Mary Howitt, |
The Spider & the Fly
(Simon & Schuster, 2002)
Originally published by Mary Howitt (in another format) in 1829, this poem is at least vaguely familiar to many today. For the first few pages, lines of the tale were coming back to me, pulled from some foggy childhood memory.
"Will you walk into my parlor?" said the spider to the fly.
I remember that. I remember it sounded like a bad idea, too.
The twisty, gnarly spider, appearing as nothing more than bamboo sticks held together by evening dress, towers over the frail, spindly fly. The fly is undeniably tempting, eyes wide and round, flower-petal lips, a fringed flapper dress and an air of absolute naivete. She has at least enough wits to resist a while, "Oh no, no," said the little fly, "to ask me is in vain...."

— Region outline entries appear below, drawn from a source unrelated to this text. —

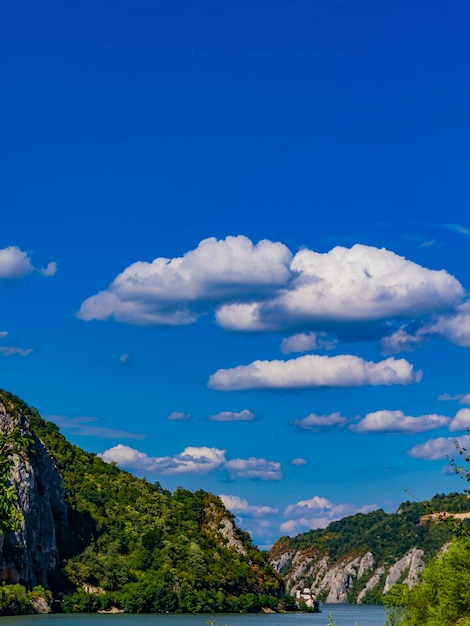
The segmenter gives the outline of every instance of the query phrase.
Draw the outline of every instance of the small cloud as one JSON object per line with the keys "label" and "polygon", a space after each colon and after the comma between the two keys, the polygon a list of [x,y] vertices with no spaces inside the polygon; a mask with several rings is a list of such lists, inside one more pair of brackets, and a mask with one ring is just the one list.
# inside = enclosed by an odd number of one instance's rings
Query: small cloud
{"label": "small cloud", "polygon": [[451,230],[454,233],[458,233],[459,235],[464,235],[466,237],[470,236],[470,228],[466,226],[461,226],[460,224],[446,224],[445,225],[448,230]]}
{"label": "small cloud", "polygon": [[301,500],[295,504],[290,504],[284,511],[288,517],[280,526],[283,533],[297,534],[316,528],[326,528],[334,522],[347,515],[356,513],[369,513],[375,511],[377,504],[366,504],[357,506],[354,504],[334,504],[327,498],[314,496],[310,500]]}
{"label": "small cloud", "polygon": [[270,506],[257,506],[255,504],[249,504],[248,500],[245,500],[244,498],[239,498],[238,496],[220,494],[219,498],[224,503],[224,506],[234,515],[264,517],[265,515],[279,513],[279,509],[274,509]]}
{"label": "small cloud", "polygon": [[57,273],[57,263],[55,261],[51,261],[50,263],[47,264],[47,267],[45,267],[42,270],[39,270],[39,272],[43,276],[55,276]]}
{"label": "small cloud", "polygon": [[225,450],[187,447],[180,454],[150,457],[129,446],[118,444],[99,455],[107,463],[117,463],[125,469],[153,474],[207,474],[225,465]]}
{"label": "small cloud", "polygon": [[388,358],[375,363],[349,354],[334,357],[309,354],[287,361],[254,361],[220,369],[209,378],[208,387],[239,391],[408,385],[419,382],[421,376],[422,372],[415,372],[405,359]]}
{"label": "small cloud", "polygon": [[260,480],[281,480],[281,464],[266,459],[233,459],[225,465],[231,478],[259,478]]}
{"label": "small cloud", "polygon": [[300,457],[298,457],[296,459],[292,459],[290,464],[295,465],[297,467],[302,467],[302,465],[307,465],[307,461],[305,459],[301,459]]}
{"label": "small cloud", "polygon": [[458,393],[455,396],[451,396],[448,393],[443,393],[439,396],[438,400],[456,400],[459,404],[470,404],[470,393]]}
{"label": "small cloud", "polygon": [[15,346],[1,346],[0,354],[2,356],[29,356],[33,348],[17,348]]}
{"label": "small cloud", "polygon": [[455,454],[456,444],[468,445],[468,436],[464,437],[438,437],[429,439],[425,443],[419,443],[408,450],[408,455],[414,459],[426,459],[428,461],[438,461]]}
{"label": "small cloud", "polygon": [[130,354],[127,354],[126,352],[124,352],[123,354],[120,354],[118,356],[118,365],[122,365],[123,367],[130,367],[132,365],[131,363],[131,356]]}
{"label": "small cloud", "polygon": [[457,430],[467,430],[470,428],[470,409],[460,409],[451,421],[449,430],[451,433]]}
{"label": "small cloud", "polygon": [[305,430],[318,430],[322,426],[344,426],[347,421],[348,419],[343,417],[341,413],[331,413],[330,415],[311,413],[301,420],[295,420],[293,424]]}
{"label": "small cloud", "polygon": [[173,411],[166,419],[170,422],[187,422],[191,419],[191,414],[183,411]]}
{"label": "small cloud", "polygon": [[243,411],[222,411],[215,415],[209,415],[207,417],[211,422],[253,422],[256,419],[256,415],[248,409]]}
{"label": "small cloud", "polygon": [[435,428],[446,426],[451,421],[445,415],[421,415],[409,417],[403,411],[375,411],[366,415],[357,424],[351,424],[349,430],[355,433],[400,433],[414,435]]}
{"label": "small cloud", "polygon": [[310,350],[332,350],[338,341],[328,339],[326,333],[300,333],[282,340],[281,352],[308,352]]}
{"label": "small cloud", "polygon": [[35,268],[31,263],[31,255],[24,252],[18,246],[9,246],[0,250],[0,279],[20,280],[33,272],[39,272],[43,276],[54,276],[57,267],[51,262],[46,268]]}
{"label": "small cloud", "polygon": [[94,426],[97,417],[68,417],[67,415],[46,415],[46,419],[59,428],[80,437],[97,437],[98,439],[144,439],[146,435],[127,430]]}
{"label": "small cloud", "polygon": [[434,238],[434,239],[428,239],[427,241],[423,241],[419,244],[419,248],[432,248],[434,246],[439,245],[439,241]]}

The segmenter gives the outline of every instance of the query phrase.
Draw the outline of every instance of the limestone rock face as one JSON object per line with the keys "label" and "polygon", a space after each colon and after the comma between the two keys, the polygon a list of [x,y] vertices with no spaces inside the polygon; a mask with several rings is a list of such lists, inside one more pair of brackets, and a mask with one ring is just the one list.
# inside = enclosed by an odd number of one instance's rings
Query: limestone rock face
{"label": "limestone rock face", "polygon": [[280,574],[285,573],[289,593],[295,593],[298,587],[308,588],[326,602],[345,604],[351,601],[351,590],[355,586],[357,598],[354,601],[360,603],[379,584],[381,594],[398,582],[415,584],[424,567],[423,554],[422,550],[413,548],[395,563],[377,566],[372,552],[330,563],[326,555],[307,556],[289,551],[278,555],[271,565]]}
{"label": "limestone rock face", "polygon": [[48,587],[47,575],[58,565],[57,541],[67,524],[62,478],[44,444],[32,435],[26,418],[0,398],[0,429],[15,426],[33,444],[15,459],[11,475],[23,519],[19,532],[1,536],[1,580]]}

But alas, enchanted by the spider's charm and the richness of his abode, she is lured in to his lair, despite the ghostly visages of past victims and against her better sense.
I cannot tell you there is a happy ending here. Although it is fancied up with pictures and rhyming words, this is a portrayal of nature doing what it does: surviving off itself. Parents should be cautioned perhaps, as the ending is a little unsettling, and the detailed pictures lend a tragic atmosphere to the events.

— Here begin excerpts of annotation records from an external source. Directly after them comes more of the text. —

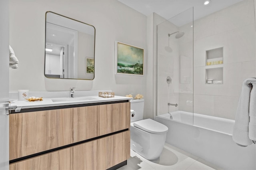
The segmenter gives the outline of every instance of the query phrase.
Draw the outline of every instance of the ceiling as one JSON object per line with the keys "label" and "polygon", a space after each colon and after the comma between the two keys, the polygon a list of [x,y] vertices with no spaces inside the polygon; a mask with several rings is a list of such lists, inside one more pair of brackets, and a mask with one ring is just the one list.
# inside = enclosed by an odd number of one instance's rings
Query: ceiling
{"label": "ceiling", "polygon": [[243,1],[211,0],[211,3],[206,6],[203,0],[118,0],[146,16],[155,12],[166,20],[194,7],[194,20]]}

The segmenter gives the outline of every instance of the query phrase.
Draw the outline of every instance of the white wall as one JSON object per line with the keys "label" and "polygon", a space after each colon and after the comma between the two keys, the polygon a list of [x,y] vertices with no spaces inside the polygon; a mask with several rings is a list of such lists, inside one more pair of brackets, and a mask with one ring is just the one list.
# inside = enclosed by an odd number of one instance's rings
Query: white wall
{"label": "white wall", "polygon": [[0,170],[9,170],[9,1],[0,1]]}
{"label": "white wall", "polygon": [[[255,77],[253,0],[194,22],[194,112],[234,119],[242,85]],[[223,47],[223,84],[205,84],[206,50]]]}
{"label": "white wall", "polygon": [[[44,75],[45,15],[51,11],[96,28],[93,81],[47,79]],[[18,57],[10,70],[10,91],[32,91],[110,89],[116,95],[142,94],[147,103],[146,16],[116,0],[10,0],[10,44]],[[115,41],[145,49],[144,76],[114,74]]]}

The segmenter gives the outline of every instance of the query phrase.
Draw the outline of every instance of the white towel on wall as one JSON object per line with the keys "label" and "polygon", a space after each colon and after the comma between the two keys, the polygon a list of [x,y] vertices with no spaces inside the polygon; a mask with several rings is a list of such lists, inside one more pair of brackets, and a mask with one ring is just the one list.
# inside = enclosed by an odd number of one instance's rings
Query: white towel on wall
{"label": "white towel on wall", "polygon": [[256,80],[252,78],[244,81],[236,109],[232,138],[237,144],[242,146],[246,146],[252,143],[252,140],[249,138],[249,110],[252,86],[246,84],[246,82],[247,80]]}
{"label": "white towel on wall", "polygon": [[249,109],[249,138],[256,140],[256,83],[252,84]]}
{"label": "white towel on wall", "polygon": [[15,56],[14,51],[12,48],[9,45],[9,67],[13,69],[18,68],[18,64],[19,60]]}

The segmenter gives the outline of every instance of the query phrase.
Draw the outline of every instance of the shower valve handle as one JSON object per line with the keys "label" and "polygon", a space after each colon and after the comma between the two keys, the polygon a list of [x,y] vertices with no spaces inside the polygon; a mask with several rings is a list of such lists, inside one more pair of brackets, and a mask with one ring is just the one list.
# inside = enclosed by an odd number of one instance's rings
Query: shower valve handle
{"label": "shower valve handle", "polygon": [[172,103],[167,103],[167,104],[168,105],[168,106],[174,106],[175,107],[177,107],[178,106],[178,104],[177,103],[172,104]]}

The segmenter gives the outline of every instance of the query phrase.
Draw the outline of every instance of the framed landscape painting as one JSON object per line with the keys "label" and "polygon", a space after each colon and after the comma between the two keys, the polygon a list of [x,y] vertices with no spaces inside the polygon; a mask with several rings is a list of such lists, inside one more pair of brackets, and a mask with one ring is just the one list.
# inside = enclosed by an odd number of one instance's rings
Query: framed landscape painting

But it is indeed a "cautionary tale," as stated on the front cover. Even a very young child can grasp the meaning of this conversational poetic warning. And though I don't think the world is an overall dangerous place of which children must constantly be wary, there are situations for which they should be taught defenses. A book like this is an excellent way to get across the "don't talk to strangers" lecture, while still being entertaining in the process. As we progress through each re-reading of this book, my children like to call out warnings to the fly, or tell stories about what they would have done differently.
The poem would stand alone, but combined with the amazing artwork of Tony DiTerlizzi, the book is a masterpiece. Done with a combination of lamp black, white gouache and Berol Prismacolor Pencil, the original plates were reproduced in silver and black duotone. Throw in a little computer magic, and the result is one of the most haunting and ghastly collection of images since, perhaps, Edward Gorey. For this work, DiTerlizzi received a Caldecott Honor, awarded for outstanding illustrations in children's literature.